Patients like Bayard who've taken Adriamycin, for example, can later develop heart problems. People who've had surgery risk lymphedema, which causes tissue swelling. There often are sexual and fertility problems. It doesn't seem fair, but if you've had one cancer, the report will tell you that you're more likely to get another one. People who've had radiation are in danger of getting a different type of cancer at the radiation site.

Ellen Stovall, acting president and CEO of the National Coalition for Cancer Survivorship, has been advocating for better survivor-care planning since 1994 and is still working to get Medicare to pay for the time-consuming work of producing treatment summaries and care plans. Her chest was radiated after she was diagnosed with Hodgkin's disease in 1971. In 2007, doctors found breast cancer in both breasts "along the fault lines" of her radiation treatment. She also has blood vessel damage often found in people who've received radiation.

The OncoLink program was "very easy to use," she said. "I really liked it."

Stovall knew to be on the lookout for radiation-related breast cancer. Donna Boroch did not.
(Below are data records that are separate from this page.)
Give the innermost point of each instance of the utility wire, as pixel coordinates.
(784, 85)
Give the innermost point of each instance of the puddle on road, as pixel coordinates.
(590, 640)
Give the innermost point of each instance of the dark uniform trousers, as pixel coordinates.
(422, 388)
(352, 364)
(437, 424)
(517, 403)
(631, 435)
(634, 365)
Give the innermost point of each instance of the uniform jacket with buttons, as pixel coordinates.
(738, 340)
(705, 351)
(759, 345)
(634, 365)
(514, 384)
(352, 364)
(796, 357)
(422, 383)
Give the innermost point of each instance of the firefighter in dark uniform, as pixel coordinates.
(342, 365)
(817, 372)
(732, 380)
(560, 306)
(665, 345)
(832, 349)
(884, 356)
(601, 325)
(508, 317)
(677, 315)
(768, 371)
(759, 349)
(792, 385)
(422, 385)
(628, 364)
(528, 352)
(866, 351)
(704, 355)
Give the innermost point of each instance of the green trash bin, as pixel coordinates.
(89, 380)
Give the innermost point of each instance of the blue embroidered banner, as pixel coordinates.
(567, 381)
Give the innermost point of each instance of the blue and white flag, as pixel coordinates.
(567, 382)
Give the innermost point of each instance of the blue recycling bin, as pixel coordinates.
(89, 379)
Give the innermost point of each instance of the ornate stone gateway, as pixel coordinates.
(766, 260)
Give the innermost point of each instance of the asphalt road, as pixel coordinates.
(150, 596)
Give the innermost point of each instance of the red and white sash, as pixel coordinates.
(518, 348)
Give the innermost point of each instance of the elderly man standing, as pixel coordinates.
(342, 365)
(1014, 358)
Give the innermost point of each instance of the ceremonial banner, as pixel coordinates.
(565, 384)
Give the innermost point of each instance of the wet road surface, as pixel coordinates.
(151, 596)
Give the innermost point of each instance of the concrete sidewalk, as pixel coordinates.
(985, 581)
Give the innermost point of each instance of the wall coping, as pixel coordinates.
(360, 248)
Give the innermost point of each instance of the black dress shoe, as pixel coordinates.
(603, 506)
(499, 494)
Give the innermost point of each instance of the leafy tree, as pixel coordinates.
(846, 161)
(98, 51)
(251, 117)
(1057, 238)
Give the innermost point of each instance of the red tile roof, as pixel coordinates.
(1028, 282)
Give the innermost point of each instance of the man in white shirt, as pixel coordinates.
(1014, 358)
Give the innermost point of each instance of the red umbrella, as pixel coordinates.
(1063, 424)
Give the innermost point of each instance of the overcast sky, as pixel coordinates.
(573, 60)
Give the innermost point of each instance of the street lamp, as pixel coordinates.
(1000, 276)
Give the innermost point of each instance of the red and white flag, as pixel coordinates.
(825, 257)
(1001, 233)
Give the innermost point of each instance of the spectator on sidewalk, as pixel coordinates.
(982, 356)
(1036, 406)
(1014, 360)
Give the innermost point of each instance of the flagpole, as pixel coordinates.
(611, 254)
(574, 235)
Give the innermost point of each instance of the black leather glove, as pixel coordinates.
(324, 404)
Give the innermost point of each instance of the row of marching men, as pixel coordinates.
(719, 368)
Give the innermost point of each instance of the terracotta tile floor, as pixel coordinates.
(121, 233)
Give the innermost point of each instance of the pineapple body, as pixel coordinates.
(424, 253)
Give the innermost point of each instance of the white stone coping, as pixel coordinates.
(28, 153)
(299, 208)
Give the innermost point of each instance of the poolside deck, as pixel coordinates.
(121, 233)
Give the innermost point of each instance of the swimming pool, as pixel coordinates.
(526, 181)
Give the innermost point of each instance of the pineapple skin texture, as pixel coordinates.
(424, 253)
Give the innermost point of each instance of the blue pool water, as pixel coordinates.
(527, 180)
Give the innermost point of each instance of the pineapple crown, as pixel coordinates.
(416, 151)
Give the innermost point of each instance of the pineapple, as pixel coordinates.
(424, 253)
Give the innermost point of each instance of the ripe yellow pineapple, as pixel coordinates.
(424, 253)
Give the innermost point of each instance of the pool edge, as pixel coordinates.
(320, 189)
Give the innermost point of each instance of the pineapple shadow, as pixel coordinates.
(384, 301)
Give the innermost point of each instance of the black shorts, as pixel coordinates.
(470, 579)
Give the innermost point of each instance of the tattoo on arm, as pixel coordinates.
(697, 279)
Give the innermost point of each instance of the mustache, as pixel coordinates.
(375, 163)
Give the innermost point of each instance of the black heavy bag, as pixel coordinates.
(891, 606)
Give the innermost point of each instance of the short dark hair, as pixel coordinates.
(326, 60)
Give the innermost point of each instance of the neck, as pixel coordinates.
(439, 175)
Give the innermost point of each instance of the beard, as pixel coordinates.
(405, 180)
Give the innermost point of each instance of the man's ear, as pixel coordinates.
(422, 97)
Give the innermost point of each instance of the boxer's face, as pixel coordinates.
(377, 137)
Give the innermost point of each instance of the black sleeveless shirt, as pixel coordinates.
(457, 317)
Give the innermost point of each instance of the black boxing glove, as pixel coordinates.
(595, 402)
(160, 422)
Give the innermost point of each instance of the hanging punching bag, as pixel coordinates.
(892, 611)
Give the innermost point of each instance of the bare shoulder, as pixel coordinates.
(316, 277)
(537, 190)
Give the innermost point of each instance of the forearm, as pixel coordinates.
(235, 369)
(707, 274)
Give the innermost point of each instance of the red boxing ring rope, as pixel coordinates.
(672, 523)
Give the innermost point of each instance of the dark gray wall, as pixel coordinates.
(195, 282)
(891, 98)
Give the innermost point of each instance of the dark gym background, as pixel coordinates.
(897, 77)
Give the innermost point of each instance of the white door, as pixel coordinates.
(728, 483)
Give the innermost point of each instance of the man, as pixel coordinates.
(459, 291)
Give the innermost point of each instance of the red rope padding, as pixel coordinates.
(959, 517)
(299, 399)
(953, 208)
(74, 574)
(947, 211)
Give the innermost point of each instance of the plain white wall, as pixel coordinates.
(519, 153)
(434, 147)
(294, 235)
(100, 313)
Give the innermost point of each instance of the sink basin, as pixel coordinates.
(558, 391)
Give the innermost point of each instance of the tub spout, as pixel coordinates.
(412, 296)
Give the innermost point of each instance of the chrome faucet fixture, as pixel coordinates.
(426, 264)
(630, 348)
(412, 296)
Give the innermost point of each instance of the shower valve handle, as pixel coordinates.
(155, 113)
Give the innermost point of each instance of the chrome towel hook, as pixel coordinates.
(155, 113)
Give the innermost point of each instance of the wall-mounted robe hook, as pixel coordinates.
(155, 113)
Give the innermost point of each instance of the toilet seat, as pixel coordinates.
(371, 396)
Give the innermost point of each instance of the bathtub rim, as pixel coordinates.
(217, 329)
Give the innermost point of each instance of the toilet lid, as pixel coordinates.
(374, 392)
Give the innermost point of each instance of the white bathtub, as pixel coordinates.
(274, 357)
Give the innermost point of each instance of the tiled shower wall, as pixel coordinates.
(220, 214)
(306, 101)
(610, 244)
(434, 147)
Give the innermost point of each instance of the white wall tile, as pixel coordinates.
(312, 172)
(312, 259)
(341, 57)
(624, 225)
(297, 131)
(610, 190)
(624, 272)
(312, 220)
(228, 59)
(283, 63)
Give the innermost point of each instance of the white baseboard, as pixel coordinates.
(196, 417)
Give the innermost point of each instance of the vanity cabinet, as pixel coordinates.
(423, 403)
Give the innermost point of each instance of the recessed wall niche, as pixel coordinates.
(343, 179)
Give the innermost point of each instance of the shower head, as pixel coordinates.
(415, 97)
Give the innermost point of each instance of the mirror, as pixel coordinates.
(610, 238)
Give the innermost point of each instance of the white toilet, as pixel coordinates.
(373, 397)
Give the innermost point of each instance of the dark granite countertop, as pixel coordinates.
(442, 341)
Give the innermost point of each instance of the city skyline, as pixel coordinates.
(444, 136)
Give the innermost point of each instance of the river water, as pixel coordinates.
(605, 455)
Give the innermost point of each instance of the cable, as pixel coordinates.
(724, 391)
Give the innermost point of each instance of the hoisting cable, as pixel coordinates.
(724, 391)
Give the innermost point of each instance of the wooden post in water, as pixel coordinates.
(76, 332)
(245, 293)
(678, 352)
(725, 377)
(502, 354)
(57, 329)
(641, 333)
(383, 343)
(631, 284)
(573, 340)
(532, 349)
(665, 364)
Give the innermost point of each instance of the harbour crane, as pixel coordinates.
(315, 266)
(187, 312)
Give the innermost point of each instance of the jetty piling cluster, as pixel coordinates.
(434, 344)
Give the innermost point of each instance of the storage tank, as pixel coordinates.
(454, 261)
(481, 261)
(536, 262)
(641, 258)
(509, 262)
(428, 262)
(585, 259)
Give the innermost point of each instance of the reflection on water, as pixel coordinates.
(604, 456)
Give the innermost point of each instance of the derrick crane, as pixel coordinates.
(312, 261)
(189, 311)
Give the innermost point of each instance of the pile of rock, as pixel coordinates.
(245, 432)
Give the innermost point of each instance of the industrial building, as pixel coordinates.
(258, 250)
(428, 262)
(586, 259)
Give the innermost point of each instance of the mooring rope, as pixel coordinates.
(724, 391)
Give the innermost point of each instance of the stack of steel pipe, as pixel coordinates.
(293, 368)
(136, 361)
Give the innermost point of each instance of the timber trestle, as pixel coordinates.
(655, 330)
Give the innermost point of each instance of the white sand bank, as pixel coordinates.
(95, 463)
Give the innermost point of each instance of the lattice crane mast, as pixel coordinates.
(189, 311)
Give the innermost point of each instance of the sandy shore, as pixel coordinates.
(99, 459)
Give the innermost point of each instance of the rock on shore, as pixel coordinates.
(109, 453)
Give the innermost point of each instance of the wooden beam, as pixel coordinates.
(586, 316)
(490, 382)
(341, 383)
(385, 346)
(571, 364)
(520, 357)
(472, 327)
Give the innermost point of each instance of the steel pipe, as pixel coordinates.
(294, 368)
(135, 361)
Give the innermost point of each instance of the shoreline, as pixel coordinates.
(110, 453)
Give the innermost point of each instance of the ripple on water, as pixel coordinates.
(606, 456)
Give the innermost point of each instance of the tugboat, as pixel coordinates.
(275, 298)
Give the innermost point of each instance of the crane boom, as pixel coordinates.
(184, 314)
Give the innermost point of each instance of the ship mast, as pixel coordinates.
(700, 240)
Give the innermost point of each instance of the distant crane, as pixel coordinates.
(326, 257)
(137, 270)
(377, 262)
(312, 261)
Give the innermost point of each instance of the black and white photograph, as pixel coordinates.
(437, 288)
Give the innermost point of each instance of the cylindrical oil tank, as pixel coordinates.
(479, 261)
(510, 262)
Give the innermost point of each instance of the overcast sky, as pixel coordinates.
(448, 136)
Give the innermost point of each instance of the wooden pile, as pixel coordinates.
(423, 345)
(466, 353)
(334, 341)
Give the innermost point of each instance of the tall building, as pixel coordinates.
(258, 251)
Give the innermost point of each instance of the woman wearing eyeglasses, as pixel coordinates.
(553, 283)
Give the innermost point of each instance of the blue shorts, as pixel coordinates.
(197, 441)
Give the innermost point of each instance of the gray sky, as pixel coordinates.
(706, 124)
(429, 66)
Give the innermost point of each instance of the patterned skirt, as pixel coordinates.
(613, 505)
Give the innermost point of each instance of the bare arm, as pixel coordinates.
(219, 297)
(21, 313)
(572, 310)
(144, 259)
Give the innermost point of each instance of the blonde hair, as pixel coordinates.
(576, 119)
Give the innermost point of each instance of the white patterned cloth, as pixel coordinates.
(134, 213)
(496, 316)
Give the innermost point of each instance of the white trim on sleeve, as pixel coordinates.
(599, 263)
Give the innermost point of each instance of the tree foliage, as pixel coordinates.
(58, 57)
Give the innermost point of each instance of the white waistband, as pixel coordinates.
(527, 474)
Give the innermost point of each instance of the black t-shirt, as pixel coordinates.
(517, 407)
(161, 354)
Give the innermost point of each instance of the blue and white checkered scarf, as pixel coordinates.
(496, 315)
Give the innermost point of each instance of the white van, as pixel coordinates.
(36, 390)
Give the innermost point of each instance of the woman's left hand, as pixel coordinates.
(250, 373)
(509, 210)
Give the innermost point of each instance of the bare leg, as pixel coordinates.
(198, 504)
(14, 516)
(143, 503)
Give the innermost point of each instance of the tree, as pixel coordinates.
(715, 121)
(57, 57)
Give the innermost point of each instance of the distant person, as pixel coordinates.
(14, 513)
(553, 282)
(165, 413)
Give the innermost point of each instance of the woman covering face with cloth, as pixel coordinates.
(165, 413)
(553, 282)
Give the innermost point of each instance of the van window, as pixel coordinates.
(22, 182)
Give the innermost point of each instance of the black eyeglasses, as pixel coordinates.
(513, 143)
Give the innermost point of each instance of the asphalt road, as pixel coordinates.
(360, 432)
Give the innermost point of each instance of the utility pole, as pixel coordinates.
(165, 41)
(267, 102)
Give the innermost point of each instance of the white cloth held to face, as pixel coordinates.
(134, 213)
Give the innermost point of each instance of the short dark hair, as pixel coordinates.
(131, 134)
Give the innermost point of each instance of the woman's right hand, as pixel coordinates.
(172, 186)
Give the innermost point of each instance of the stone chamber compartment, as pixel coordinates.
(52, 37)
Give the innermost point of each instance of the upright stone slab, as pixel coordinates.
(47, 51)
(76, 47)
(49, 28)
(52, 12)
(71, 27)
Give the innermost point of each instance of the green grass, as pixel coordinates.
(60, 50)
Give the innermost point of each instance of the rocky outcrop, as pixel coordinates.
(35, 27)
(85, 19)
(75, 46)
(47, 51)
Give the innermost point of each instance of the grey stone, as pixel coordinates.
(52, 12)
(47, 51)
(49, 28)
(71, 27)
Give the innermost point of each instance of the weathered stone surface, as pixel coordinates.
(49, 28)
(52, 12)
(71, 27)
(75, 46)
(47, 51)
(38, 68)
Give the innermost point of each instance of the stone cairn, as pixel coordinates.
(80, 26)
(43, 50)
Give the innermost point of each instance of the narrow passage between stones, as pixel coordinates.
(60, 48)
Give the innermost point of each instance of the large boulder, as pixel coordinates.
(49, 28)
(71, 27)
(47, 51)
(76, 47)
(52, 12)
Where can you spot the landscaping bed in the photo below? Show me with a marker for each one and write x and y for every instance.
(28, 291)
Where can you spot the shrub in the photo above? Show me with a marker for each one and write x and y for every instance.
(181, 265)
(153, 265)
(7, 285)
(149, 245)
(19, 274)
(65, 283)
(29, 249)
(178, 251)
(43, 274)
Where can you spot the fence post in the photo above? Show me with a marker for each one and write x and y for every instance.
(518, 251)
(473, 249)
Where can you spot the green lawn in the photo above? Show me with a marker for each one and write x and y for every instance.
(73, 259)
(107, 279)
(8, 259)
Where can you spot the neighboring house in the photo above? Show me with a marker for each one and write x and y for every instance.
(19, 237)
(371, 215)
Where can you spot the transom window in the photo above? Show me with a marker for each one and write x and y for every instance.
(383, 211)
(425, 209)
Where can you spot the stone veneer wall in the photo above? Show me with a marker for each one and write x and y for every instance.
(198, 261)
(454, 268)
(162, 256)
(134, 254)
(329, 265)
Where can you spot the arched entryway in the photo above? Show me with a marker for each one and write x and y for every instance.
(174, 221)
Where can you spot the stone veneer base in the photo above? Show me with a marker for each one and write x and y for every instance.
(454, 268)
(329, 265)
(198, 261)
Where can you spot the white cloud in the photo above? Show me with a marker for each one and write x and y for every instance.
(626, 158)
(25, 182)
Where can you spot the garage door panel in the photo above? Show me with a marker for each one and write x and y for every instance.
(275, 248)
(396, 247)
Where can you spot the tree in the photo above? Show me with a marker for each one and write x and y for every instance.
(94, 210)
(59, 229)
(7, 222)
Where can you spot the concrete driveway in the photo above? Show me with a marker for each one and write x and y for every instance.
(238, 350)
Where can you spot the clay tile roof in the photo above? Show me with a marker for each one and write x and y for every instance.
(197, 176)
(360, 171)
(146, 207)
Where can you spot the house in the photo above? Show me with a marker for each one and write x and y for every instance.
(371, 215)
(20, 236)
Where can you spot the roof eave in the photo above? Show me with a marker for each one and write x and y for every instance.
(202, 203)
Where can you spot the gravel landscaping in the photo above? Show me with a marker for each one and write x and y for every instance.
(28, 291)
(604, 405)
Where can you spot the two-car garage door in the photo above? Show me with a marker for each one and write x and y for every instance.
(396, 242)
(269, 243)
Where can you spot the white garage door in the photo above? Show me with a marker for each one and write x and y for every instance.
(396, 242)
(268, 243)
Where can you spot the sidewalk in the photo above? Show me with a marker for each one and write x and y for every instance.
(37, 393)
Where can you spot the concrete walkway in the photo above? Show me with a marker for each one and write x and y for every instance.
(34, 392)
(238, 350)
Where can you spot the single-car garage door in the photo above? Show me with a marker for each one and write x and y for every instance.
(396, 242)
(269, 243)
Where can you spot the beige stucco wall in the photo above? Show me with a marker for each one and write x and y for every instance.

As a senior in high school, the Lansdale woman was treated with radiation for Hodgkin's disease. She doesn't remember anyone warning her that she was at risk for breast cancer and was shocked to learn she had the disease at 33. Now 43, she's being treated for breast cancer that has spread to her lungs. She's also had precancerous skin lesions and cancer in her thyroid.

The Journal of the American Medical Association last week reported that, even though experts have for 10 years recommended mammograms as early as age 25 for survivors of childhood Hodgkin's, 64 percent of such women are not getting them.

Boroch thinks it's a good idea to alert survivors like her, and their primary-care doctors and dermatologists, of their risks. "It might lead to some unnecessary procedures," she said with a touch of irony, "but so far, I haven't had any."